Мы умели верить
Часть 20 из 91 Информация о книге
Для доступа к библиотеке пройдите авторизацию
В тот момент Йель почувствовал себя на сто лет старше Джулиана, который был занят тем, что изучал кожу лба в зеркале, но вместо того, чтобы сказать то, что думал – что никогда ту штуку не вылечат – он сказал:
– Когда вылечат, мы откроем новые. И они будут лучше прежних, правда?
Джулиан повернулся к нему с грустной и очаровательной улыбкой.
– Представь только, как мы это отметим! Когда это вылечат.
– Ага.
И Джулиан не отвел взгляда. Туалет был маленький, их разделяло всего два фута, и чем дольше они стояли, тем сильнее Йель чувствовал, словно они с Джулианом соприкасаются физически – грудь к груди, бедро к бедру. То, что они не касались друг друга, не имело значения, как и запах мочи. Может быть, Йелю это показалось, так как он испытывал остаточное чувство вины за всю ту нелепую ситуацию с Тедди, которой и не было вовсе, но, так или иначе, ни один из них не двигался долгое время, и ощущалось еще кое-что. Джулиан словно приглашал его. Он не раз делал спонтанные приглашения в прошлом – кому он только их не делал? – но сейчас в его глазах, смотревших в глаза Йеля, была особенная проникновенность. Йель вдруг осознал, что это глаза отчаянно влюбленного.
– Йель, – сказал Джулиан.
Йель взглянул на дверь, уверенный, что сейчас ворвется Чарли и спасет его от необходимости что-то решать. Но дверь оставалась закрытой, и Йель заметил, что Джулиан приблизился к нему на шаг, вдвое сократив маленькую дистанцию между ними. Глаза Джулиана увлажнились, губы приоткрылись.
– Нам нужно вернуться туда, – сказал Йель.
Когда он вошел в зал – Джулиан за ним – Йелю вдруг пришло в голову, что Чарли, вероятно, о чем-то догадывался. Он никогда не говорил: «Джулиан влюблен в тебя», потому что от этого стало бы только хуже. Какой бы смертный не повелся на такое, хотя бы самую малость? Знать, что кто-то тебя вожделеет – это сильнейший афродизиак на свете. Поэтому Чарли переводил стрелки на Йеля, сомневаясь в его верности. И сразу многое стало понятно. За двадцать футов между дверью туалета и баром мир Йеля сместился на своей оси.

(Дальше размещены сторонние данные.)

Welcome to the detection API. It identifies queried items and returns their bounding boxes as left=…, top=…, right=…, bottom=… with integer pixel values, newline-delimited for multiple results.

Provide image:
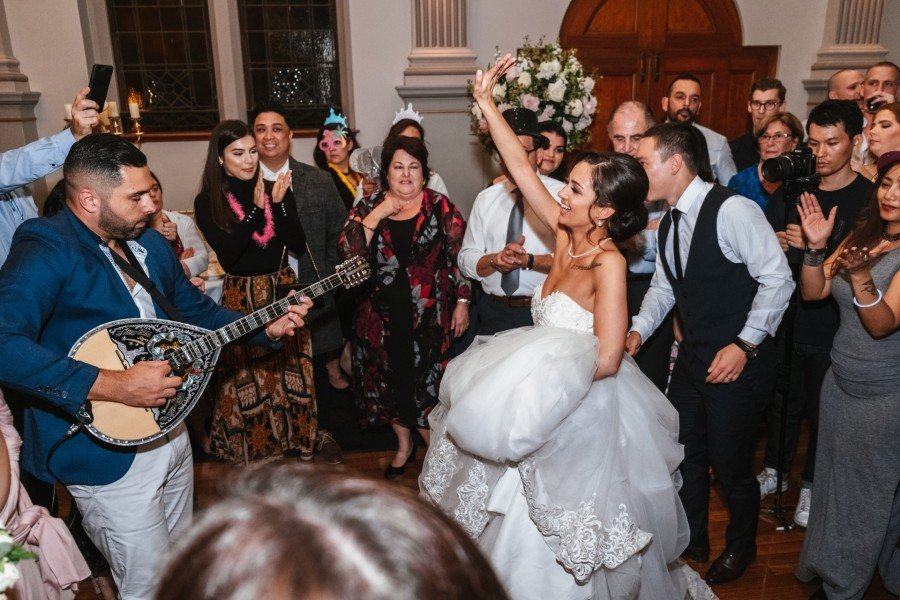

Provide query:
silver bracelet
left=853, top=288, right=884, bottom=308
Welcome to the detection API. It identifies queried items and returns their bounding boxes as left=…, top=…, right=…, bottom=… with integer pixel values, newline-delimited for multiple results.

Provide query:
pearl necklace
left=881, top=224, right=900, bottom=242
left=566, top=238, right=609, bottom=258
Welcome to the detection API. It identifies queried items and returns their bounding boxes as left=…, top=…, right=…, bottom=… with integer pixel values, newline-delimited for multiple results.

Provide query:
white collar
left=675, top=175, right=712, bottom=214
left=259, top=157, right=291, bottom=181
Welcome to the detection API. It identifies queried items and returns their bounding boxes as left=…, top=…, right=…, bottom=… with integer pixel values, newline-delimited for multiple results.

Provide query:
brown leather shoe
left=706, top=548, right=756, bottom=585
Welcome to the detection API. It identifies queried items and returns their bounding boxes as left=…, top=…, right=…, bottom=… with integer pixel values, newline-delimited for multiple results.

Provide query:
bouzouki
left=69, top=256, right=371, bottom=446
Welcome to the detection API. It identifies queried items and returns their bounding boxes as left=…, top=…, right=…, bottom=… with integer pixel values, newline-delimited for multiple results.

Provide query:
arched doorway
left=559, top=0, right=778, bottom=148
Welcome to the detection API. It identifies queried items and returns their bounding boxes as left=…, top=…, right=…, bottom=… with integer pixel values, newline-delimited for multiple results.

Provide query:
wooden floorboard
left=78, top=428, right=896, bottom=600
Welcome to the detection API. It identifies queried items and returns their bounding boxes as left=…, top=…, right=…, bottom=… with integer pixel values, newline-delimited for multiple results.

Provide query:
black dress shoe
left=681, top=544, right=709, bottom=562
left=706, top=548, right=756, bottom=585
left=384, top=445, right=416, bottom=479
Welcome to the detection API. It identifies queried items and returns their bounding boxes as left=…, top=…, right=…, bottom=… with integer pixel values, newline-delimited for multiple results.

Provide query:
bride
left=419, top=55, right=715, bottom=600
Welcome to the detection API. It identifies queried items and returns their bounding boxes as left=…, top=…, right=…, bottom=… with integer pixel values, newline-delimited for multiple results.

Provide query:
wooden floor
left=72, top=436, right=896, bottom=600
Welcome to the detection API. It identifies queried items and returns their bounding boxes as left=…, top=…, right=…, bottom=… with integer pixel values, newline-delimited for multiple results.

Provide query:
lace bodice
left=531, top=283, right=594, bottom=333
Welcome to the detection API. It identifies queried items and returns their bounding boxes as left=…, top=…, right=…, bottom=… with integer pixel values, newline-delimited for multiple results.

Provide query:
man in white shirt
left=626, top=123, right=794, bottom=584
left=662, top=73, right=737, bottom=185
left=457, top=108, right=564, bottom=335
left=0, top=88, right=99, bottom=266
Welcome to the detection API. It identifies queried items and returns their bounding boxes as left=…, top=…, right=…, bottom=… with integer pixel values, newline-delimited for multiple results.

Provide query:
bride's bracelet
left=803, top=248, right=826, bottom=267
left=853, top=288, right=884, bottom=308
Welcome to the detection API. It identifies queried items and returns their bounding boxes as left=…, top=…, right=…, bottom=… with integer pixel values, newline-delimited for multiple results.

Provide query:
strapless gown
left=419, top=287, right=715, bottom=600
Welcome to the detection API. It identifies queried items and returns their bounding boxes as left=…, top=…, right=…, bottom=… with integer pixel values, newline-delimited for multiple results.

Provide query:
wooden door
left=560, top=0, right=778, bottom=149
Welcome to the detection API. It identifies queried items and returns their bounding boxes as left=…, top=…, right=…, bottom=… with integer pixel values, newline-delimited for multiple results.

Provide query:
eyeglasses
left=319, top=129, right=347, bottom=152
left=750, top=100, right=781, bottom=110
left=759, top=132, right=794, bottom=144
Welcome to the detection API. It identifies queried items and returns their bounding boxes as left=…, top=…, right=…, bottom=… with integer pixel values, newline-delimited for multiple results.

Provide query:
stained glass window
left=238, top=0, right=341, bottom=129
left=106, top=0, right=219, bottom=132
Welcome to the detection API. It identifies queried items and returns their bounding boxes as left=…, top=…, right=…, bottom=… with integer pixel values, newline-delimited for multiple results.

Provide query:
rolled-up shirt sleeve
left=456, top=202, right=487, bottom=281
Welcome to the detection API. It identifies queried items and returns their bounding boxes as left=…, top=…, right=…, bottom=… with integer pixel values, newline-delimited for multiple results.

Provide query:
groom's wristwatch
left=734, top=338, right=759, bottom=360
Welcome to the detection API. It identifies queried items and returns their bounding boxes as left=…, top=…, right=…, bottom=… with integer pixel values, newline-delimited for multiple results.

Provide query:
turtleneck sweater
left=194, top=170, right=306, bottom=277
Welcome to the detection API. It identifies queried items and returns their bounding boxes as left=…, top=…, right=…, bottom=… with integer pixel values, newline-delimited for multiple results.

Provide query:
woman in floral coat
left=339, top=136, right=471, bottom=479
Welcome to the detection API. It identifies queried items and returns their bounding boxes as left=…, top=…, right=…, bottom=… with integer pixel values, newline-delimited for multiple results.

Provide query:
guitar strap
left=110, top=240, right=185, bottom=323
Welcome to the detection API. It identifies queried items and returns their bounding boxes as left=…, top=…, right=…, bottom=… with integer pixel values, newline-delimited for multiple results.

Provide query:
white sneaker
left=794, top=488, right=812, bottom=527
left=756, top=467, right=787, bottom=498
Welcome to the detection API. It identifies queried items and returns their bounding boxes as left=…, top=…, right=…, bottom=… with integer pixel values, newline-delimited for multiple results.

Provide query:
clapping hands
left=800, top=192, right=837, bottom=249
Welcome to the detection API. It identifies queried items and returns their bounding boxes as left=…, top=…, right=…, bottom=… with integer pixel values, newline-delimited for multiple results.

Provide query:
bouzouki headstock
left=334, top=256, right=372, bottom=288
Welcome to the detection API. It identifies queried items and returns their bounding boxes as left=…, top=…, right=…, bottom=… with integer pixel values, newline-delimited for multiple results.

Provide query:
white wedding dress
left=419, top=287, right=715, bottom=600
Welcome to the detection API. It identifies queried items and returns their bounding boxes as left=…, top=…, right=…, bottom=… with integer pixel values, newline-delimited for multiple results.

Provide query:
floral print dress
left=338, top=189, right=471, bottom=429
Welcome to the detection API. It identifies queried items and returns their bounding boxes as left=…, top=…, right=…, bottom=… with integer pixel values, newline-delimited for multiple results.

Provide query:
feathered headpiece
left=391, top=102, right=422, bottom=125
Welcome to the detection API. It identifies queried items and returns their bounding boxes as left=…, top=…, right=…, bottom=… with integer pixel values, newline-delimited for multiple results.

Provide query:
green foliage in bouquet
left=469, top=36, right=597, bottom=151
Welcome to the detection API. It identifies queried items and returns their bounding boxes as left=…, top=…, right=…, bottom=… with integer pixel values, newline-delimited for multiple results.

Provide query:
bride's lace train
left=420, top=324, right=715, bottom=600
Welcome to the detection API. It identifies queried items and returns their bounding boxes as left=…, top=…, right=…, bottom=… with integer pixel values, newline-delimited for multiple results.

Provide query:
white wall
left=3, top=0, right=900, bottom=209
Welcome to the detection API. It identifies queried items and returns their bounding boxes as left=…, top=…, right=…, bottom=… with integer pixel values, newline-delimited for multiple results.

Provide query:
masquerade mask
left=319, top=127, right=347, bottom=152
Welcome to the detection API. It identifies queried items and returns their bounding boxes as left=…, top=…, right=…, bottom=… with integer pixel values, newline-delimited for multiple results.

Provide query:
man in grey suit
left=255, top=103, right=349, bottom=464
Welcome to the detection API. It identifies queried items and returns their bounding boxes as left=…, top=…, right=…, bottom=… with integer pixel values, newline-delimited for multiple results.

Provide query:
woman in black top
left=194, top=121, right=317, bottom=463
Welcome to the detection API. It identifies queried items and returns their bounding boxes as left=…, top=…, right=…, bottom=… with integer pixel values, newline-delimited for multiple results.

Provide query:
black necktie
left=672, top=208, right=684, bottom=281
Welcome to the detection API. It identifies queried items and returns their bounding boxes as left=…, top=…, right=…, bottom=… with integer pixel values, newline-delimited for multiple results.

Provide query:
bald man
left=828, top=69, right=865, bottom=110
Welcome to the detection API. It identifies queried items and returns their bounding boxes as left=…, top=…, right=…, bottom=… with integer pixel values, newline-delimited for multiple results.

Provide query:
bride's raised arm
left=472, top=54, right=559, bottom=232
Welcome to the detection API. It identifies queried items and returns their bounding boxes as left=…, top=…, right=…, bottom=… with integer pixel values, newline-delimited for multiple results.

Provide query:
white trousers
left=68, top=424, right=194, bottom=600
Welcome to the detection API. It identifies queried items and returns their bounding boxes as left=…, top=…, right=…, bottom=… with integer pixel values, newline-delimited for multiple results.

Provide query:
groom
left=626, top=123, right=794, bottom=584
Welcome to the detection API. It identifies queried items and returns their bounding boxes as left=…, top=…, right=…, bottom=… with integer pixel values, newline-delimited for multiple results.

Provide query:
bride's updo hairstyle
left=575, top=152, right=650, bottom=244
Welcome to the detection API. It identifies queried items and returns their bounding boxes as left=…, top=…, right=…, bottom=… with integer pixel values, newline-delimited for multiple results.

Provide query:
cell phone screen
left=87, top=65, right=112, bottom=111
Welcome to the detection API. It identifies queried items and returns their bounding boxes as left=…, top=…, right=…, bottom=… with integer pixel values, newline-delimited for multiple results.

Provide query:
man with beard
left=662, top=73, right=737, bottom=185
left=0, top=135, right=310, bottom=598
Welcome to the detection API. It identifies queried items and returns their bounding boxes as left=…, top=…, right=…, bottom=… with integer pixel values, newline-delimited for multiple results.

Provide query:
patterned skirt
left=210, top=267, right=318, bottom=464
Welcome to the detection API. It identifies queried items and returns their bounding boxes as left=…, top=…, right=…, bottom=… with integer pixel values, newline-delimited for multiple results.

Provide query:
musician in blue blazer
left=0, top=135, right=309, bottom=598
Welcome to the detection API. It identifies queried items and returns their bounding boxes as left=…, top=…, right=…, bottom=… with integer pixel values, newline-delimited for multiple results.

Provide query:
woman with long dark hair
left=797, top=152, right=900, bottom=598
left=419, top=55, right=711, bottom=600
left=194, top=121, right=317, bottom=463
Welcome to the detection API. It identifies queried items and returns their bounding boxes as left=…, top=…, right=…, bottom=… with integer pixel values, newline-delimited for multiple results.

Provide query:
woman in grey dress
left=797, top=152, right=900, bottom=599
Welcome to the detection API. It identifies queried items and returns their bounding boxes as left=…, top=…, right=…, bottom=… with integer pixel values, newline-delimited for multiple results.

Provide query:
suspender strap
left=110, top=240, right=185, bottom=323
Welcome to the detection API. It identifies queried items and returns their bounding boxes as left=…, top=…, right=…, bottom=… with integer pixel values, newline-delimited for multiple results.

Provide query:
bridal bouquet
left=470, top=36, right=597, bottom=150
left=0, top=528, right=37, bottom=600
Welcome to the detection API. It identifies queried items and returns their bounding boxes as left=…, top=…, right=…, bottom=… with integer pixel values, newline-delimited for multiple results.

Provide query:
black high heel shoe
left=384, top=444, right=416, bottom=479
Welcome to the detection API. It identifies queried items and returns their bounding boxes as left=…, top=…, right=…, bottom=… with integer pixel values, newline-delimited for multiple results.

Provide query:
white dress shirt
left=457, top=174, right=565, bottom=296
left=631, top=177, right=794, bottom=345
left=627, top=200, right=669, bottom=275
left=694, top=123, right=737, bottom=185
left=163, top=210, right=209, bottom=277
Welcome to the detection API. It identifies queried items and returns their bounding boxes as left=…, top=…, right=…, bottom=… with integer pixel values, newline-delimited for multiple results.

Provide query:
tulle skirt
left=420, top=327, right=714, bottom=600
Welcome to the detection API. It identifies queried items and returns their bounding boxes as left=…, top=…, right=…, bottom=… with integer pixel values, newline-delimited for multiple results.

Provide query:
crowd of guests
left=0, top=55, right=900, bottom=598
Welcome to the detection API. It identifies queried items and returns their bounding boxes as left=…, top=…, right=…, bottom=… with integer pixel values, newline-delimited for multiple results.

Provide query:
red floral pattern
left=338, top=189, right=471, bottom=428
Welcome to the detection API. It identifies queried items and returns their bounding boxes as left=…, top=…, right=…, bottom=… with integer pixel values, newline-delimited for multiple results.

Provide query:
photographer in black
left=757, top=100, right=873, bottom=527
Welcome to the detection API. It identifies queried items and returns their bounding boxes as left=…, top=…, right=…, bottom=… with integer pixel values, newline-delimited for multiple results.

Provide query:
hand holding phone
left=87, top=64, right=112, bottom=106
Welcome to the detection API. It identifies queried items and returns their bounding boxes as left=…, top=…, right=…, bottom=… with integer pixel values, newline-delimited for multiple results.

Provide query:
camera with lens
left=866, top=96, right=887, bottom=112
left=762, top=148, right=822, bottom=202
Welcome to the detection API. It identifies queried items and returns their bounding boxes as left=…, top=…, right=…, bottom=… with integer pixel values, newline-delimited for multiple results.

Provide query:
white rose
left=547, top=79, right=566, bottom=102
left=582, top=77, right=595, bottom=94
left=538, top=59, right=562, bottom=79
left=0, top=560, right=19, bottom=591
left=566, top=98, right=584, bottom=117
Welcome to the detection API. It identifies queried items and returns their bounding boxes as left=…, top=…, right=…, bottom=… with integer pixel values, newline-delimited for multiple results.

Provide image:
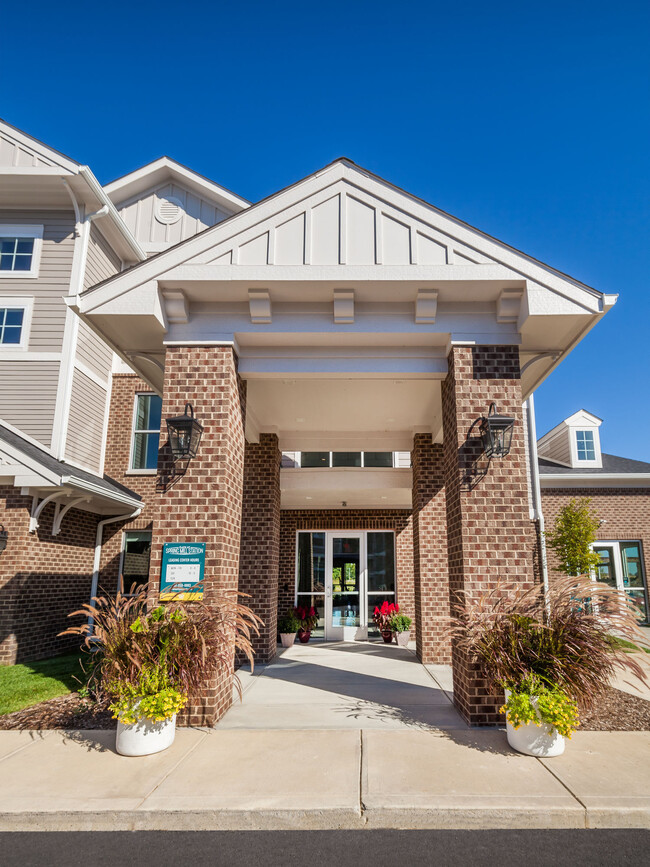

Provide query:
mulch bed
left=0, top=687, right=650, bottom=732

Он как раз успел наполнить бокал и встать рядом с Чарли, когда начали произносить речи. Тут же рядом возникла Сесилия, и это было идеально. Он мог проводить с ней время, хлопать в ладоши, поднимать тосты и ни о чем не говорить, никакого риска нарваться на разговор о сыне Норы или о сердитом спонсоре. Кто-то рассказывал об истории «Говарда Брауна», а затем кто-то выступал с речью о горячей линии. Йель старался не зевать. Он поискал глазами Терренса, но того уже не было на стуле у стены. Наверное, Нико отвел его домой.
Нет.
Нет, Нико не отвел его домой.
И вот так, посередине какого-то нудного разговора о целях кампании по сбору средств, Йель неожиданно окончательно разрыдался пьяными слезами.
Не поэтому ли он, в первую очередь, поднялся наверх на поминках? Чтобы не расплакаться?
Все было бы лучше, если бы он тогда выплакался. Его бы не душили так рыдания теперь, и он бы не заставил Чарли волноваться, они бы избежали ссоры, он бы пошел со всеми на квартиру Нико и взял бы какие-нибудь старые пластинки или что-то еще.
Чарли не заметил его слез, и Йель попытался отойти в сторону, пока этого не случилось, чтобы не испортить окончательно весь вечер. Но его увидела Сесилия, а затем и Фиона, так что они поднялись вместе с ним по лестнице и сели рядом, держа его за руки.
– Давай выйдем, – сказала Фиона. – Давай выйдем.
На улице, стоя на тротуаре, Сесилия протянула ему салфетку, которой был обернут ее бокал. Он высморкался – из носа у него тоже текло, и это было еще постыднее слез.
– Вы обе замерзнете, – сказал он.
– Я выросла в Баффало, – сказала Сесилия.
Фиона присела на бордюр и притянула к себе Йеля.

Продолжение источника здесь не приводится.